All Articles

Alien Dictionary

Image from Unsplash by Robynne Hu
Image from Unsplash by Robynne Hu

28 Coding Challenges in 28 Days

Writing about code has plenty of perks, but most of all, it’s been fun.

Over the course of February, I’ll be reviewing 28 algorithmic problems. Specifically, I’ll be walking through one problem a day. On the last day of the month (the 29th) I’ll compile these problems into a “megapost” of sorts so that it’ll be easier to make sense of the content.

Without further ado, let’s dive into our very first problem of the day.

The Alien Dictionary Problem

From LeetCode:

There is a new alien language which uses the latin alphabet. However, the order among letters is unknown to you. You receive a list of non-empty words from the dictionary, where words are sorted lexicographically by the rules of this new language. Derive the order of letters in this language.

Input: ["wrt", "wrf", "er", "ett", "rftt"]
Output: "wertf"
Input: ["z","x","z"]
Output: "" # No valid ordering

Establishing Relationships Between Letters

The first thing to recognise is that the relationships between letters can be represented by a directed graph. This is common pattern you’ll find in replicated in multiple algorithmic problems, so you’ll want to learn to apply it well!

Let’s define the structure of the nodes in our graph:

class Node:
    def __init__(self, label):
        self.label = label
        # u -> v indicates that u is sorted AFTER v
        self.to = set()

In order to obtain the complete set of nodes, we’ll traverse the list of words to find all unique letters:

def alien_dictionary(words):
    n = len(words)

    # Init nodes
    nodes = {}
    for word in words:
        for c in word:
            if c not in nodes:
                nodes[c] = Node(c)

    # ...

With these nodes initialised, we’ll zip() through pair of words to find letter-to-letter sorting relationships. These relationships will be represented by the edges of our graph.

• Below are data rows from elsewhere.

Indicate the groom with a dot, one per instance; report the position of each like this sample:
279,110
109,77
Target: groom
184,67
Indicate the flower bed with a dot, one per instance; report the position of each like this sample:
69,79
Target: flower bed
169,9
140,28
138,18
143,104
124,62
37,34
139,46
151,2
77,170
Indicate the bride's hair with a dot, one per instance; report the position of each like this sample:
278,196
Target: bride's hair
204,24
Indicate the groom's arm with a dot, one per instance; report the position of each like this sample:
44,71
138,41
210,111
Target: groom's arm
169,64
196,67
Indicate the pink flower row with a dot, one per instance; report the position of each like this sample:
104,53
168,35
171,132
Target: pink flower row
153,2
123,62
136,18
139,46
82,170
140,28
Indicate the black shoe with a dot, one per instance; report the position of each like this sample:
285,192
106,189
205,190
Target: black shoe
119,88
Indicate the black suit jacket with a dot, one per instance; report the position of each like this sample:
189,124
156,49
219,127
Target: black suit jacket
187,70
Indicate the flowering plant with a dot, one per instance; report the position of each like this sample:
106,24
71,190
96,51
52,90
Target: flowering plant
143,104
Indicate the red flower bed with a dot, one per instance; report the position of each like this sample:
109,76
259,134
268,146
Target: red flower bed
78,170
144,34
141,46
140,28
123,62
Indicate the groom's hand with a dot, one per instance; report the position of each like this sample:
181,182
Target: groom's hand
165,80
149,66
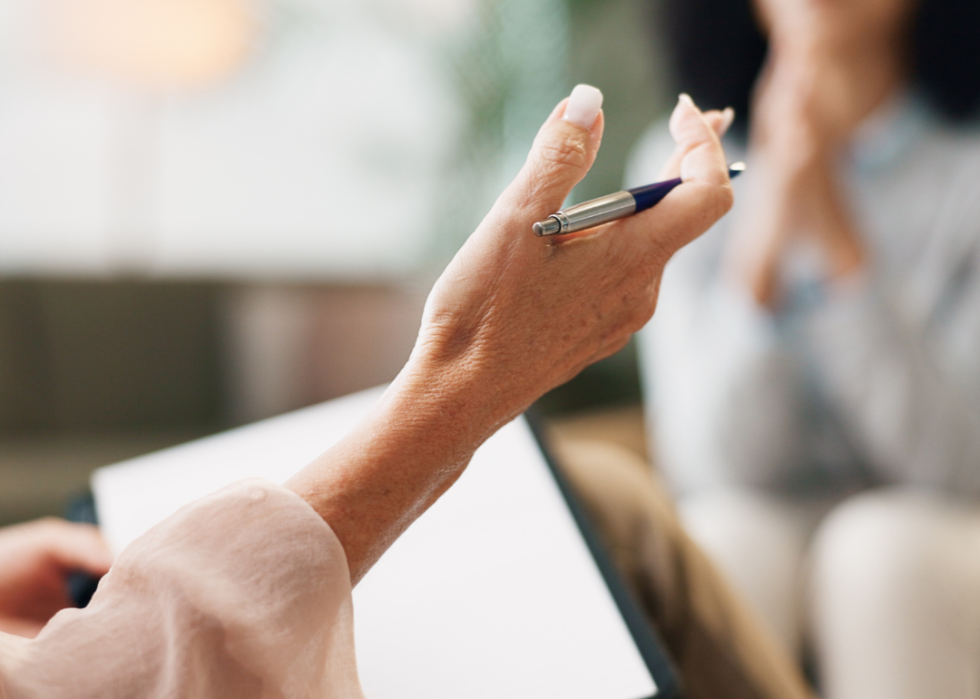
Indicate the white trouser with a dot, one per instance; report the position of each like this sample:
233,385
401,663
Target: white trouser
885,585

Note that, for a given pair of strings like ["foobar", "fosqux"], we only care to compare the substrings foo and fos, which tell us that o precedes s. The remaining substrings are no longer relevant because the strings have diverged (i.e. bar and qux can no longer be compared to each other).

# Build edges in graph
for i in range(n-1):
    for c1, c2 in zip(words[i], words[i+1]):
        if c1 == c2:
            continue
        elif c1 != c2:
            nodes[c2].to.add(c1)
            break

An edge going from letter a to letter b tells us that a’s ordering in the alien dictionary comes after b‘s. How you define the semantics behind your edges is, of course, up to you –– but I believe this is easier to reason about.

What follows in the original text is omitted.